Thursday, March 21, 2002

I MAKE WEIRD THINGS HAPPEN

The countdown is on to maybe the weirdest single excuse for a party I have ever concocted, the Great Corn Pop-Off, set for 6 p.m. tomorrow night (Friday) at the Fireman's Hall (I was going to have it at St. Ann's, but I realized I might be giving an unnecessary sectarian advantage to two of the competitors, who are Cabbage Cookin', Pancake Flippin' Big Catholic Laymen). We're going to settle once and for all (unless this becomes a yearly thing) whether the hardware store, the bank, the historic downtown hotel or the upstart watering hole offers the best free popcorn in Saratoga.

This all started back in February when two of my coffee buddies got to arguing about whose popcorn is better (longtime readers of LIANT may remember my posting on this when I was ill), and a third buddy and I scooted over into a corner and started giggling over how funny it would be to pit them against each other head-on and let them duke it out "Chicago style," i.e. with no rules of conduct, standards of fair play or limits on how shady or weird they could get in vying for the title. The event's name, of course, came from the wildly weird brain of my own dear personal mom (the corn doesn't pop far from the plant, does it?).

It has mushroomed from there, with two more entrants, a donated keg of beer (plus a lot of leftover Chamber beer from February's chariot races) (my newly-able assistant and I need to get that stuff chilled pronto, even though it's really just emergency back-up supplies in case the keg runs dry) (which is likely as our unofficial motto in Saratoga is "Who has more fun than we do? Nobody) (OK, no, actually, it's "Our town can out-drink your town") and a lot of backroom planning, and very little of that has had anything to do with popcorn recipes.

For our part, my artist friend, my newly-able assistant and I are working on a humdinger of a trophy. We've got a mint condition 1960s era Jolly Time corn popper that we are shortly going to decorate as a possible traveling trophy (if people enjoy it this year, you bet we're going to make this an annual event!). And earlier this week I planted a funky little story in the local newspaper touting this as a grudge match between two titans with two dark horses along for the ride.

This is going to be fun.

Oh, and by the way – all of my votes are still for sale, boys!

Wednesday, March 20, 2002

MAYBE IT REALLY IS INFINITE...

My vanity, that is. Why else would I so feel like crowing because National Review Online liked my snarky definition for a neologism and posted it on its groupblog The Corner today.

Earlier in the day, Rod Dreher said "I've heard and used the term "Oprah-fied" myself, the capital "O" and the hyphen indicative of a certain unease with the neologism. Imagine my surprise and delight to see it deployed as "oprahfied" by Jim Nuechterlein in his First Things column this month. Truly it has entered the popular lexicon. Would any of you Corner lexicographers care to hazard a definition of "oprahfication"? What does it mean to oprahfy something?"

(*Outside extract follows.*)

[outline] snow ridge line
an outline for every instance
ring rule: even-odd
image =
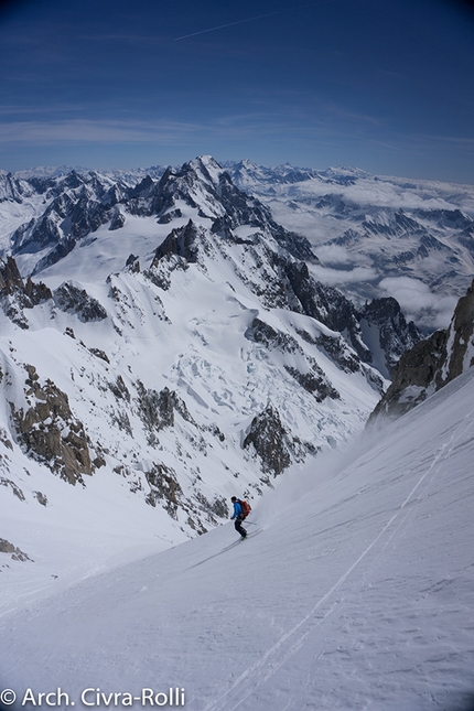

And asked readers to submit short and sweet definitions for this important new word.

What the hell; I had a few minutes between finishing up a day's work distributing little "2002" year tags to my chamber membership and hopping in the town Tahoe for a quick trip to a Carbon County Council of Governments meeting in Sinclair, so I devoted a stray brain cell to the task for a minute or two, and lo and behold, came up with something Mr. Dreher ranked it as one of his top five, or something. Anyway, he mentioned me by name and quoted my definition as follows:

"And Kate Sherrod observes that "to oprahfy is to render the tragic ludicrous or the ludicrous tragic through various devices of sensationalizing; in either direction, it is to render sensible, tasteful, educated people completely incapable of caring about the matter (or material) to which one has tried to draw attention."

Oh, and I got a nice, encouraging, extraordinarily pleasant e-mail from science fiction writer David Gerrold today, too!

So in terms of getting my name out there and feeding my monstrous ego, today has been a banner day! And to think when I woke up this morning I thought it was going to be dull!